Metro-Goldwyn-Mayer by Jack Goldstein, 1975. [via]
Oh, stars. Sometimes you are unavoidable when discussing the cinema! And there are those who walk among us and discuss them with such erudition, like Anne Helen Peterson in her recent post on Brad Pitt. An amuse:
Every time he does a film that challenges his existing image, he has another in the pipeline that reinforces it. It’s brilliant, and it’s why he’s been the biggest male star, both domestically and internationally, for more than a decade. Brad Pitt opens movies, even when Brad Pitt isn’t playing “himself.” Brad Pitt playing himself, however, as he does almost perfectly in Moneyball, can turn a film into a global (even if not domestic) blockbuster. (For those of you who disagree with me re: Moneyball, please see: hilarious eating, bonhomie, asshole-mixed-with-charisma, golden-boy past, lots of emotive staring-into-space. No womanizing, but he makes up for it with the comedic timing and ubiquitous chin-ups).
More on Brad's cinematic snack attacks from the tireless scribes at Vulture:
If you saw Moneyball this weekend, perhaps you walked out of the theater thinking, Wow, that Brad Pitt really is a charming and handsome movie star. Or maybe instead you thought, Huh, Brad Pitt eats a lot in movies. The man does not stop feeding. (Except to throw a chair across the locker room, and then: more food.) Popcorn, Twinkies, Christmas cookies, a cheeseburger — it all ends up in Brad Pitt's perfect mouth. When Terry Gross asked him about this exact phenomenon, Pitt ascribed the tic to the intensity of the real life Billy Beane, but Ocean's Eleven aficionados will remember that Brad is chowing down in almost every scene of that movie, too. In fact, he eats in a lot of his movies. And so to prove the Brad Pitt Eating in Movies Theory, Vulture put together a list of every single item of food that Pitt has ever eaten in a movie, ever.
Some more empty calories masquerading as nutrition: Just how tall is Jake Gyllenhaal? No, really. The answer? It's epic.
I’m not the sort of person who thinks much about the height of celebrities. (I’ve always assumed most famous people are about seven feet tall.) The fact that I caught myself wondering about Gyllenhaal’s height suggested there was something uncanny about it, in the way an unsettlingly warm afternoon can bend one’s conversation toward the topic of global warming.
As soon as I got home, I typed “How tall is Jake Gyllenhaal” into my web browser’s search box. The internet deposited me at CelebHeights.com, “an Entertainment site estimating the heights of famous people, including fan photos and celebrity quotations about their own height.” Bingo.
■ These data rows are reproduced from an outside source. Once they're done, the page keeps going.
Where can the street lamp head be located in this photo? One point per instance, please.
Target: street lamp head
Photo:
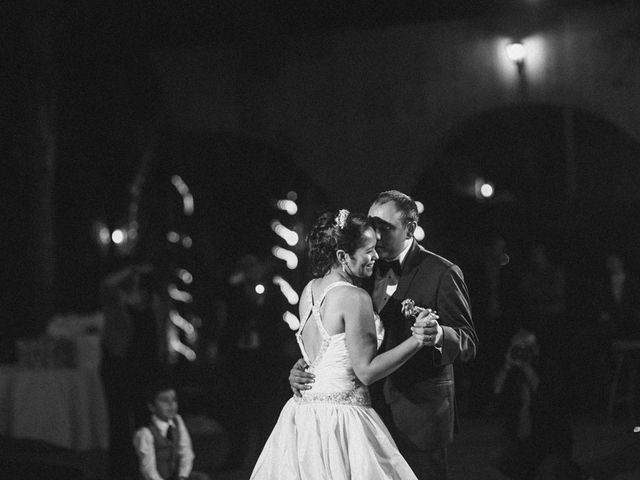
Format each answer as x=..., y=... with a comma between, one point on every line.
x=516, y=52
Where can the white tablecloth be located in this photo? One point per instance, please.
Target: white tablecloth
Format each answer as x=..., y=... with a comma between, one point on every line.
x=64, y=407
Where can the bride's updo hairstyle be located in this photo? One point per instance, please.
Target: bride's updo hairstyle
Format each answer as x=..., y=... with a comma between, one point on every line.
x=331, y=232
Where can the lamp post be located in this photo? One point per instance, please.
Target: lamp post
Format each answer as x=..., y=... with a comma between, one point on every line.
x=517, y=53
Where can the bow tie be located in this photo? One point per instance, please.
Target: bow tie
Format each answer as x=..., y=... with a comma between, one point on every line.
x=384, y=266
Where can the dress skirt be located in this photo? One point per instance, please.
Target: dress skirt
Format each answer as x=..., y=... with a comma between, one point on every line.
x=330, y=441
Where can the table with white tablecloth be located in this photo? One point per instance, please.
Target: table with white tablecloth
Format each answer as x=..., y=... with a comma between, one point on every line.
x=62, y=406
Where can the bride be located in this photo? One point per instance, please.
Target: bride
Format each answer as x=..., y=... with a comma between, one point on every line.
x=331, y=431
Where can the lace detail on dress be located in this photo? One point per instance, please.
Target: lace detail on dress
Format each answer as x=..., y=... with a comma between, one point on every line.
x=358, y=396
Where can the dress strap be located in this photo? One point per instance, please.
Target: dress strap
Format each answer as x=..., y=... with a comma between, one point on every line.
x=307, y=314
x=316, y=306
x=331, y=286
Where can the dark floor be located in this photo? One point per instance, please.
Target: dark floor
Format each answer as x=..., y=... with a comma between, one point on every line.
x=608, y=450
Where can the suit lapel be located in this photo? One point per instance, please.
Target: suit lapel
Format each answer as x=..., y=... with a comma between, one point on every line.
x=410, y=269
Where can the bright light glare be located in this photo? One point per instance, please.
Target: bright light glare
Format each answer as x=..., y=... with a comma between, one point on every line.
x=185, y=276
x=516, y=52
x=486, y=190
x=291, y=320
x=179, y=295
x=118, y=236
x=287, y=290
x=288, y=235
x=287, y=255
x=188, y=204
x=288, y=206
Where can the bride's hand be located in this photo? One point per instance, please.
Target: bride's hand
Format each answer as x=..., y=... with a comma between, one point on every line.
x=426, y=328
x=299, y=378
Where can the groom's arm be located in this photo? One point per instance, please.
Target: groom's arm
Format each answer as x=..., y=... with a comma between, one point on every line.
x=299, y=378
x=459, y=335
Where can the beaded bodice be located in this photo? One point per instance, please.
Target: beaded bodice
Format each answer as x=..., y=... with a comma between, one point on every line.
x=335, y=380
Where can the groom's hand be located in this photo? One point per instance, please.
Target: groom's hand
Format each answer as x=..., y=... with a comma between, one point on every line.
x=427, y=325
x=299, y=378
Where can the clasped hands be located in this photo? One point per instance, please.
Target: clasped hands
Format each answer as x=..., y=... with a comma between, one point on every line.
x=426, y=329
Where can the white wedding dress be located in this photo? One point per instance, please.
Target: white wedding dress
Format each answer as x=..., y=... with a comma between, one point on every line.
x=331, y=432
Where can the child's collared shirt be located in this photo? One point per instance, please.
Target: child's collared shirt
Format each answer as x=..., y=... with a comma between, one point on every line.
x=143, y=442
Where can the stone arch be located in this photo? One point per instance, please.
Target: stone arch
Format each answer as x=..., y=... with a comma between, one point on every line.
x=558, y=173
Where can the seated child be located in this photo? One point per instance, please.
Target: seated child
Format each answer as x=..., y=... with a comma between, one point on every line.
x=164, y=445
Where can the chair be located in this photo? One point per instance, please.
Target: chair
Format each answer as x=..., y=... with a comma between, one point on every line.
x=626, y=356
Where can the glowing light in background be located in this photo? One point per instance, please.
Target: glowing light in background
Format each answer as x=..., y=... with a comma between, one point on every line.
x=288, y=206
x=516, y=52
x=179, y=295
x=185, y=276
x=287, y=290
x=286, y=234
x=486, y=190
x=173, y=237
x=118, y=236
x=288, y=256
x=291, y=320
x=537, y=49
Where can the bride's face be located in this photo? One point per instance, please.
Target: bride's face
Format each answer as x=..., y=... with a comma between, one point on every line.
x=364, y=258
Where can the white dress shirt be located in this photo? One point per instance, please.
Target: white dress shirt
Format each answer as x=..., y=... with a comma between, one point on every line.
x=385, y=286
x=143, y=442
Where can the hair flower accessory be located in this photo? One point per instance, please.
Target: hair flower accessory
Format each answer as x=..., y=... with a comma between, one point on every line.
x=341, y=218
x=409, y=308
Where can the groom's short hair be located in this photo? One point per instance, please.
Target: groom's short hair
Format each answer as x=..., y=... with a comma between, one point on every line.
x=403, y=201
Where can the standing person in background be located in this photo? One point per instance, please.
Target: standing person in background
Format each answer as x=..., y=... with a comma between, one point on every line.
x=417, y=401
x=253, y=356
x=542, y=290
x=537, y=441
x=619, y=300
x=495, y=306
x=134, y=346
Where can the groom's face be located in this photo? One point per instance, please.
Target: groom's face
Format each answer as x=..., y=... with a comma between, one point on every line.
x=391, y=229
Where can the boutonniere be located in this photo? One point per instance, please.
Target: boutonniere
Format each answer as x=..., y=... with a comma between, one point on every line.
x=410, y=309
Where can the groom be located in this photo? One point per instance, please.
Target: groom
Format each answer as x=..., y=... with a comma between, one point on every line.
x=417, y=401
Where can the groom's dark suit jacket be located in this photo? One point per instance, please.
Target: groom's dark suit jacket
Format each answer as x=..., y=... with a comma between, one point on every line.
x=420, y=394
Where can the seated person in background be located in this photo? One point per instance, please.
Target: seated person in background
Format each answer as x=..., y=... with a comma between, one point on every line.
x=537, y=438
x=164, y=445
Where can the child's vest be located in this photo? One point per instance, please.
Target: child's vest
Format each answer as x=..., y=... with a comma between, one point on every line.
x=167, y=460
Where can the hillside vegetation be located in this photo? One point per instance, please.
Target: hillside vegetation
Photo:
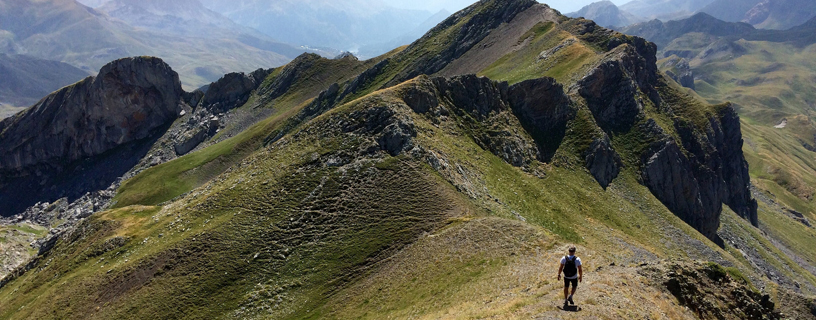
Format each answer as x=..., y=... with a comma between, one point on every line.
x=408, y=187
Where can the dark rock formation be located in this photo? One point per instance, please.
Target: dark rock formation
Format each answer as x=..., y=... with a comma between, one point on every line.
x=543, y=110
x=712, y=293
x=679, y=70
x=125, y=102
x=603, y=161
x=712, y=172
x=232, y=90
x=479, y=97
x=95, y=128
x=288, y=75
x=728, y=141
x=487, y=15
x=613, y=89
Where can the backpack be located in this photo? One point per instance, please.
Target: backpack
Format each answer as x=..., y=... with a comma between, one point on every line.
x=570, y=270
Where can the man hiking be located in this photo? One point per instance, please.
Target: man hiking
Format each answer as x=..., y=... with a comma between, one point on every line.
x=573, y=273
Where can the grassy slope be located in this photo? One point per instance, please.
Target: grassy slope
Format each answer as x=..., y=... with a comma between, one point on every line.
x=169, y=180
x=282, y=235
x=268, y=238
x=769, y=83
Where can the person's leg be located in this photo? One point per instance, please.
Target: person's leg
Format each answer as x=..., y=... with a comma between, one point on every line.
x=566, y=288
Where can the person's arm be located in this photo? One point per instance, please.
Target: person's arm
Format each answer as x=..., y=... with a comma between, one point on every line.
x=560, y=268
x=580, y=274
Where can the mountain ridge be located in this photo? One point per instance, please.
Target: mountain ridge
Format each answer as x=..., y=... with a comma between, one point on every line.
x=389, y=183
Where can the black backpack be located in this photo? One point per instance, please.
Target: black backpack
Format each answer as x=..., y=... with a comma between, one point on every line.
x=570, y=270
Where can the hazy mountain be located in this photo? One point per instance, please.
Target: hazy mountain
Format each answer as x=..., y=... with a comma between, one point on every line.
x=430, y=182
x=662, y=33
x=607, y=14
x=766, y=14
x=344, y=25
x=664, y=9
x=25, y=80
x=407, y=38
x=66, y=31
x=770, y=76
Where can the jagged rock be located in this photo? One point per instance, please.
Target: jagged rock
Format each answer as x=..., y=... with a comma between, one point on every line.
x=127, y=100
x=398, y=136
x=232, y=90
x=735, y=167
x=476, y=29
x=543, y=110
x=602, y=161
x=190, y=141
x=98, y=129
x=612, y=96
x=711, y=293
x=478, y=97
x=668, y=174
x=679, y=70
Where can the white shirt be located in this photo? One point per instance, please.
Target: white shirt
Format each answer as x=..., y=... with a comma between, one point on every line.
x=577, y=264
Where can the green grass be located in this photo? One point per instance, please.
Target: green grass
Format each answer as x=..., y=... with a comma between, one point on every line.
x=170, y=180
x=525, y=64
x=275, y=231
x=768, y=83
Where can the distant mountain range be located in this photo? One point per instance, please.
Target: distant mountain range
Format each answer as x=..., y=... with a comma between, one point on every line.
x=67, y=31
x=345, y=25
x=25, y=80
x=607, y=14
x=763, y=14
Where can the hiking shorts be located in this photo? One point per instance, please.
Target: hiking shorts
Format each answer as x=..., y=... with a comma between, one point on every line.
x=573, y=281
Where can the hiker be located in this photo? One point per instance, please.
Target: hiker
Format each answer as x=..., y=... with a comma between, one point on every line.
x=573, y=273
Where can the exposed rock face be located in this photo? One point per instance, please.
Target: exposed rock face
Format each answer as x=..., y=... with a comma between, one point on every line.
x=728, y=141
x=679, y=70
x=612, y=90
x=668, y=174
x=694, y=176
x=125, y=102
x=711, y=292
x=129, y=101
x=233, y=90
x=694, y=185
x=544, y=110
x=603, y=161
x=473, y=31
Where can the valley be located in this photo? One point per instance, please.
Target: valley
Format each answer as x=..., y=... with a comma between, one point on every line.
x=442, y=179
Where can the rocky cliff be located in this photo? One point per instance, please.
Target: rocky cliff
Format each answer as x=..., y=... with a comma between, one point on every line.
x=128, y=101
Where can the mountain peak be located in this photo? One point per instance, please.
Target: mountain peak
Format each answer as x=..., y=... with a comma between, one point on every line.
x=129, y=100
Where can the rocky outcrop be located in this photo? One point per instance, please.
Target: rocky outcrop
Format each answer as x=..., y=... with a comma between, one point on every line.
x=613, y=90
x=482, y=18
x=711, y=172
x=543, y=110
x=726, y=135
x=125, y=102
x=97, y=128
x=679, y=70
x=712, y=291
x=602, y=161
x=669, y=175
x=232, y=90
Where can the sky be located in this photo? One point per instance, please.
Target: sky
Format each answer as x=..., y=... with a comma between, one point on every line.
x=565, y=6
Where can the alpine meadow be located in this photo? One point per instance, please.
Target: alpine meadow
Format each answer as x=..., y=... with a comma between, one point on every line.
x=443, y=179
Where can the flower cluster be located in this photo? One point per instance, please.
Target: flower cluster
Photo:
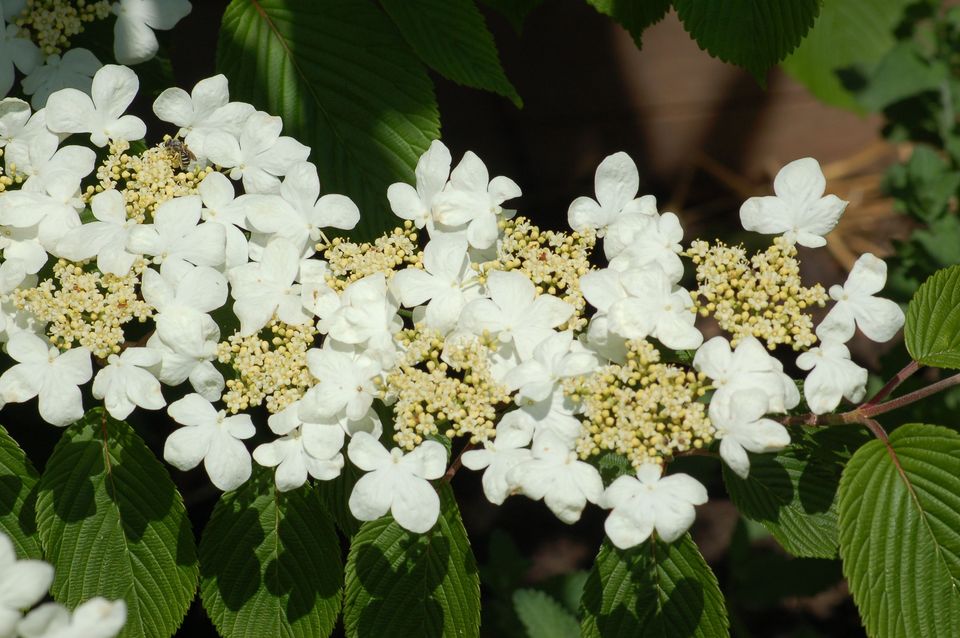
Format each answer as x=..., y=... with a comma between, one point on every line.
x=465, y=328
x=24, y=583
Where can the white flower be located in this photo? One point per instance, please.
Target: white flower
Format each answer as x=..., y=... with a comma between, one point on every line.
x=446, y=282
x=101, y=112
x=133, y=38
x=740, y=426
x=130, y=379
x=260, y=156
x=266, y=288
x=878, y=319
x=45, y=372
x=748, y=367
x=832, y=376
x=22, y=583
x=616, y=183
x=515, y=313
x=556, y=475
x=211, y=437
x=650, y=501
x=176, y=235
x=798, y=210
x=75, y=70
x=433, y=168
x=106, y=238
x=397, y=482
x=95, y=618
x=472, y=201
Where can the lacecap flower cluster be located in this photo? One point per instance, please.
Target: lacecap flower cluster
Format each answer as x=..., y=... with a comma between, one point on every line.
x=206, y=260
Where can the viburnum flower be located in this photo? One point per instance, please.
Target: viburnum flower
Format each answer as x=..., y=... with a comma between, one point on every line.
x=396, y=482
x=44, y=371
x=101, y=112
x=22, y=583
x=416, y=204
x=856, y=306
x=133, y=38
x=75, y=70
x=446, y=283
x=740, y=426
x=799, y=210
x=95, y=618
x=650, y=502
x=832, y=376
x=515, y=313
x=616, y=183
x=556, y=475
x=130, y=379
x=211, y=437
x=472, y=201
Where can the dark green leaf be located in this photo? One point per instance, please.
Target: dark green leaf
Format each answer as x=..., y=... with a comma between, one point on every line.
x=452, y=38
x=793, y=493
x=112, y=524
x=543, y=617
x=847, y=33
x=18, y=498
x=900, y=532
x=270, y=563
x=654, y=589
x=345, y=83
x=633, y=16
x=753, y=35
x=401, y=584
x=932, y=330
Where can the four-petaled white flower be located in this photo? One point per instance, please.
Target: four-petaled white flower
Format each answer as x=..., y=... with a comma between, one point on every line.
x=211, y=437
x=799, y=210
x=650, y=501
x=397, y=482
x=878, y=319
x=44, y=371
x=101, y=112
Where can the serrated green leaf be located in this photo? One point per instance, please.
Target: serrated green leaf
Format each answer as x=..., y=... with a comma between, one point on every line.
x=345, y=83
x=452, y=38
x=515, y=11
x=402, y=584
x=542, y=616
x=900, y=533
x=18, y=498
x=113, y=524
x=753, y=35
x=793, y=493
x=654, y=589
x=932, y=329
x=270, y=563
x=847, y=33
x=635, y=17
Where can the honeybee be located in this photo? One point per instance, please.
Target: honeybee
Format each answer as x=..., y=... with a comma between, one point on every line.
x=180, y=155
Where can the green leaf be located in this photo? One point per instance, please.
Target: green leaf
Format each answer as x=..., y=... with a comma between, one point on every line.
x=654, y=589
x=18, y=498
x=900, y=532
x=633, y=16
x=112, y=524
x=793, y=493
x=452, y=38
x=270, y=563
x=402, y=584
x=543, y=617
x=515, y=11
x=345, y=83
x=753, y=35
x=847, y=33
x=932, y=330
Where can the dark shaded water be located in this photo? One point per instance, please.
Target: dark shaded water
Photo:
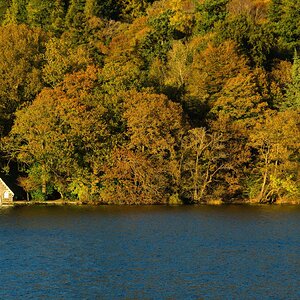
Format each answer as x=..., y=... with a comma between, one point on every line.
x=227, y=252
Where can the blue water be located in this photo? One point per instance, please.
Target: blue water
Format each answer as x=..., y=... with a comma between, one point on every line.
x=226, y=252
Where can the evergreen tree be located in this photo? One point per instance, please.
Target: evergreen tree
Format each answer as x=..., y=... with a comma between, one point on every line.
x=293, y=91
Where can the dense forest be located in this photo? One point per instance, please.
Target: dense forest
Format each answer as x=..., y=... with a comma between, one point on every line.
x=151, y=102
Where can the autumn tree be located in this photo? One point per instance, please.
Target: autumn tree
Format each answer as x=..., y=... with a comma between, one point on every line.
x=202, y=159
x=61, y=137
x=147, y=162
x=276, y=171
x=21, y=62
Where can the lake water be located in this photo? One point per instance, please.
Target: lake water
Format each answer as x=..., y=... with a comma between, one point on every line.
x=206, y=252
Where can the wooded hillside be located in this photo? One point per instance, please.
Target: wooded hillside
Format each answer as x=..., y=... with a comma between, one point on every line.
x=149, y=102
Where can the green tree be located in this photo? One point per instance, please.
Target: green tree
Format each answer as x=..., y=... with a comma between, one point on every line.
x=20, y=69
x=61, y=138
x=293, y=89
x=209, y=13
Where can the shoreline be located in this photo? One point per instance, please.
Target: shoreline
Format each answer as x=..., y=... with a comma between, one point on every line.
x=60, y=202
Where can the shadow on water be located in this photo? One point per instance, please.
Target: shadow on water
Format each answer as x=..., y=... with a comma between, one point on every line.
x=150, y=252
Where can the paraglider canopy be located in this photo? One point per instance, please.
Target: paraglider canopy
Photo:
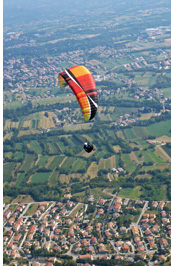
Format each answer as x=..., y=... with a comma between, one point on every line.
x=82, y=83
x=88, y=148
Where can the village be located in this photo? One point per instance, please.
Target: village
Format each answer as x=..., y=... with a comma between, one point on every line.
x=70, y=228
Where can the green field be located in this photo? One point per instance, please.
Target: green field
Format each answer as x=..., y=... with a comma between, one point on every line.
x=7, y=171
x=35, y=146
x=56, y=162
x=40, y=177
x=42, y=161
x=28, y=163
x=155, y=157
x=67, y=164
x=132, y=193
x=20, y=178
x=128, y=164
x=140, y=132
x=78, y=165
x=160, y=129
x=130, y=133
x=19, y=155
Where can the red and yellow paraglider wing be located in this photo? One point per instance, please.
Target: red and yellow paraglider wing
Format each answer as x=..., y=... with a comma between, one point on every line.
x=83, y=85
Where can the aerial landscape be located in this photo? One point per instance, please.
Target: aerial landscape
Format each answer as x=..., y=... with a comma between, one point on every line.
x=62, y=205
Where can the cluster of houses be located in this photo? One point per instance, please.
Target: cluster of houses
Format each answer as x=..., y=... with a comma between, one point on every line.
x=65, y=228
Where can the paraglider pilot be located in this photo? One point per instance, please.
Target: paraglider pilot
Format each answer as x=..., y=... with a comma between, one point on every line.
x=88, y=148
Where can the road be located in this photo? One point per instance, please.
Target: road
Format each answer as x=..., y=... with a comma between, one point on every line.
x=107, y=215
x=142, y=212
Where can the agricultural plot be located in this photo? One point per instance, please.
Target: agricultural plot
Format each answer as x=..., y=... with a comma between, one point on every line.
x=129, y=165
x=8, y=169
x=129, y=133
x=54, y=178
x=92, y=170
x=140, y=132
x=154, y=156
x=51, y=148
x=28, y=163
x=20, y=178
x=67, y=164
x=35, y=146
x=35, y=123
x=107, y=164
x=55, y=163
x=159, y=129
x=9, y=124
x=28, y=132
x=131, y=193
x=19, y=155
x=42, y=161
x=79, y=164
x=27, y=124
x=40, y=177
x=64, y=178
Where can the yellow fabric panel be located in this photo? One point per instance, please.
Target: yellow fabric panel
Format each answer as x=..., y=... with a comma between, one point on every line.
x=84, y=103
x=86, y=117
x=62, y=82
x=79, y=71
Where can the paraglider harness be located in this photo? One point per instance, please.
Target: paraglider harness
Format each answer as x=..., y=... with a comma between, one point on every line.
x=87, y=147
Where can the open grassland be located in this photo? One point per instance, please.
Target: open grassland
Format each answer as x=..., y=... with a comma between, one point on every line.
x=55, y=163
x=78, y=165
x=28, y=132
x=19, y=155
x=133, y=157
x=40, y=177
x=42, y=160
x=167, y=92
x=92, y=170
x=129, y=133
x=67, y=164
x=154, y=156
x=64, y=178
x=27, y=124
x=8, y=169
x=107, y=164
x=140, y=132
x=76, y=209
x=117, y=148
x=120, y=134
x=54, y=178
x=39, y=120
x=128, y=164
x=20, y=178
x=159, y=129
x=132, y=193
x=28, y=163
x=35, y=146
x=10, y=125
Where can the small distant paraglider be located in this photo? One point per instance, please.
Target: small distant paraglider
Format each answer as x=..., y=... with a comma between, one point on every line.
x=88, y=148
x=82, y=83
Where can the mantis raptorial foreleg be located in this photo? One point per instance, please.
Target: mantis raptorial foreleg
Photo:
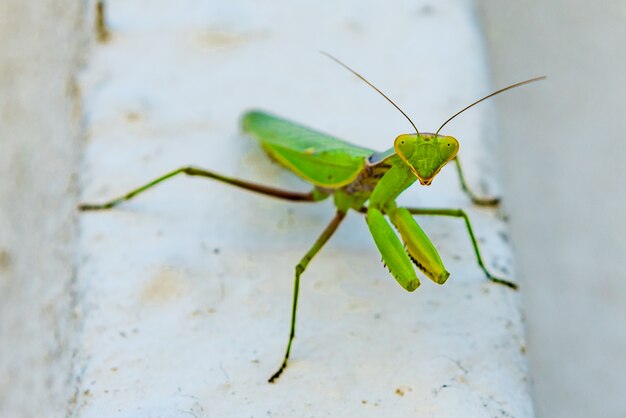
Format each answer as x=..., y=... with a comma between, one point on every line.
x=192, y=171
x=458, y=213
x=480, y=201
x=323, y=238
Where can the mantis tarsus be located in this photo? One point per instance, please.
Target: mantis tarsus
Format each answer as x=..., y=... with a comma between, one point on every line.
x=359, y=179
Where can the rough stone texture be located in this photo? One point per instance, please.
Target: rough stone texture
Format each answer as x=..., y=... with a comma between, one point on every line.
x=186, y=291
x=563, y=149
x=181, y=300
x=39, y=152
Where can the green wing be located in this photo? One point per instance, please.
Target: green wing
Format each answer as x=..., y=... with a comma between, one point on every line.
x=319, y=158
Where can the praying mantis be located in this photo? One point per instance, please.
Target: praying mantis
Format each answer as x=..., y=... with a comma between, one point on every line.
x=360, y=180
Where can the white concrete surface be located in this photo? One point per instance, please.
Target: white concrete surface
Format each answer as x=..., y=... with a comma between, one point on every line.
x=563, y=150
x=39, y=153
x=183, y=296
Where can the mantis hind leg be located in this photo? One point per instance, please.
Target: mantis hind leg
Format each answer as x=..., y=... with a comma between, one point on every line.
x=319, y=243
x=480, y=201
x=192, y=171
x=458, y=213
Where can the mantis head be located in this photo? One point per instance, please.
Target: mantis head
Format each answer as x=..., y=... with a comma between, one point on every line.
x=425, y=153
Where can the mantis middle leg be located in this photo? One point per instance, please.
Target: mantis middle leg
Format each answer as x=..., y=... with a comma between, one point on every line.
x=323, y=238
x=458, y=213
x=192, y=171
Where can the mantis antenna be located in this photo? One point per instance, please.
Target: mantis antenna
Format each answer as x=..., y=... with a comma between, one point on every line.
x=371, y=85
x=512, y=86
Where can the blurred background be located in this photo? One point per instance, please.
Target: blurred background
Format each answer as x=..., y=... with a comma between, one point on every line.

Surely CelebHeights would provide the concise, definitive answer to my question!
Friends, the CelebHeights entry on Jake Gyllenhaal runs to 11 printed pages. It spans 21 months. It is the Infinite Jest of Jake Gyllenhaal–height-related discourse: a maelstrom of heated debate, contested recollections, and esoteric theories of mind-numbing potency.
The entry begins with a quote from Jake Gyllenhaal's website: “I’m happily 6 feet tall.” What would seem a benign proclamation is actually the fuse to a powder keg. Before I knew it, a message-board user had whisked me away to an exclusive party for the express purpose of witnessing Gyllenhaal’s towering ... mendacity.
The cinetrix must applaud the kids over at This Recording for starting their week-long look at the films of Roman Polanski with Frantic and Bitter Moon. Shine on, you crazy contrarian diamonds! With such a Seigner-heavy selection thus far, I expect the entry on The Ninth Gate to go up any second now.
Mindy Kaling: Cracked reader? Only her hairdresser knows for sure. From this week's New Yorker:
I like watching people fall in love onscreen so much that I can suspend my disbelief in the contrived situations that occur only in the heightened world of romantic comedies. I have come to enjoy the moment when the male lead, say, slips and falls right on top of the expensive wedding cake. I actually feel robbed when the female lead’s dress doesn’t get torn open at a baseball game while the JumboTron camera is on her. I regard romantic comedies as a subgenre of sci-fi, in which the world operates according to different rules than my regular human world. For me, there is no difference between Ripley from “Alien” and any Katherine Heigl character. They are equally implausible. They’re all participating in a similar level of fakey razzle-dazzle, and I enjoy every second of it.
It makes sense, then, that in the romantic-comedy world there are many specimens of women who—like Vulcans or Mothra—do not exist in real life.
To wind up this star-studded melange, Cecil B. DeMented, which I only finally watched this weekend after meaning to see it ever since I first thought, hey, that Maggie Gyllenhaal -- what else has she been in? Now it's the rest of the cast that amuses, as such a letter-perfect assemblage for that moment: Jack Noseworthy? Adrien Grenier? Alicia Witt? Stephen Dorff? Michael Shannon? "Continue eating the oysters or you will be shot and killed!" Indeed!